The sug­ges­tion moved Ma, who un­der­stood the cul­tural obli­ga­tion that came with the moniker: to call Duong ‘Son’. To trust him, to love him, even. This scared Ma. Life had taught him to be cau­tious around love. And yet when he looked at the dam­aged man next to him, his face bruised from the fight with Nay­eri, his psy­che scarred, he saw the good that the rest of the world failed to see.

“Yes,” Ma said. “You can call me ‘Fa­ther,’ and I will call you ‘Son’.”

Af­ter hours on the road, they pulled up to a car-re­pair shop in Santa Ana. As in­structed, Ma slunk in­side while Duong sat in the car. Soon, the old man re­turned with a woman. Duong started to cry. “Sis­ter,” he said to Theresa Nguyen, his friend, “I’m tired.”

THE DAY AF­TER ­Duong turned him­self into the po­lice, Tieu and Nay­eri were cap­tured in San Fran­cisco af­ter po­lice were alerted to their van parked on a city street. Ma re­turned to his board­ing­house. No one had even re­ported him miss­ing.
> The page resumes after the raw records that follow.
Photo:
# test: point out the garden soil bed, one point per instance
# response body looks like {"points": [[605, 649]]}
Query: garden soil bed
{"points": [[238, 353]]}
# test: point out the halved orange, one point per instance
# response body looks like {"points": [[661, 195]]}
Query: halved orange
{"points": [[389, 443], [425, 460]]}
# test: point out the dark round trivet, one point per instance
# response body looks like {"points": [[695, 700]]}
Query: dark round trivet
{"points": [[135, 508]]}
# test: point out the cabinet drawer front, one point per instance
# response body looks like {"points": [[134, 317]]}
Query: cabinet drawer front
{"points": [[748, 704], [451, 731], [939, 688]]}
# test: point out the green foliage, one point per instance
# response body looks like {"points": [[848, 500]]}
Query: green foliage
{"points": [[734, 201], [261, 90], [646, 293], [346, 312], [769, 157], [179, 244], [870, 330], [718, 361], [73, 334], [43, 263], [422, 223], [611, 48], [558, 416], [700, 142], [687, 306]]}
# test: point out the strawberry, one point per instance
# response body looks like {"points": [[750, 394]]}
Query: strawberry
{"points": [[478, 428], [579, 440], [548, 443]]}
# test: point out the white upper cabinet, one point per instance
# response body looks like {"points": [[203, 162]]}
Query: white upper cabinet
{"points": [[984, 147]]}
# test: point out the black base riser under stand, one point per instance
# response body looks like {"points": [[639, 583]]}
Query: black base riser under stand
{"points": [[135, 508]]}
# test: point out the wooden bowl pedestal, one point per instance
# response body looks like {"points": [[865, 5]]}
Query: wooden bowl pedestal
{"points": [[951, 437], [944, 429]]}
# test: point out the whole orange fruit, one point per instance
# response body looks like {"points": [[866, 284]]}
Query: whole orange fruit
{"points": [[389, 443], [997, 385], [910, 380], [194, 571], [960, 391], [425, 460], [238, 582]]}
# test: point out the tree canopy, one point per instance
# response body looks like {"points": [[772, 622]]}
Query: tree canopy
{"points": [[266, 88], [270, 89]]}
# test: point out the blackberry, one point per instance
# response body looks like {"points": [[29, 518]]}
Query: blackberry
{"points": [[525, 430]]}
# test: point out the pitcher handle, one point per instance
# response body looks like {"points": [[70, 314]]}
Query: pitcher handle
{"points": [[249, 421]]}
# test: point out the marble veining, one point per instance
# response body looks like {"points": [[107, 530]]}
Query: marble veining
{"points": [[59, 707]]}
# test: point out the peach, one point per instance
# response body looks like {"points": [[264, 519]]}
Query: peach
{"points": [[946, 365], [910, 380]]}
Though Duong is back in jail now, Ma has stayed in touch. And while money is scarce for the taxi driver, he has put cash in Duong’s jail ac­count. Ma has even vis­ited the man who kid­napped him. The last time he went, Ma watched through a glass par­ti­tion as Duong, in an or­ange jump­suit, bowed when they met. “Daddy Long!” Duong said, greet­ing his friend.

Through­out their half-hour visit, the two men wept softly and spoke in their na­tive lan­guage of the bond they had nur­tured since their week on the run. They both felt so grate­ful, so sur­prised by the pos­si­bil­ity of friend­ship. Per­haps Ma es­pe­cially. What­ever he had ex­pected to ex­pe­ri­ence on that dark, cold night when he left his house in his py­ja­mas, it wasn’t this. Wher­ever he’d fig­ured that trip might lead, it wasn’t here.

As Ma grinned through the glass of the vis­i­tors’ room wall, he re­alised that Duong had saved his life, even re­deemed his soul.

“My son,” Ma said to Duong, “as long as you are still here, I will res­cue you like you res­cued me.”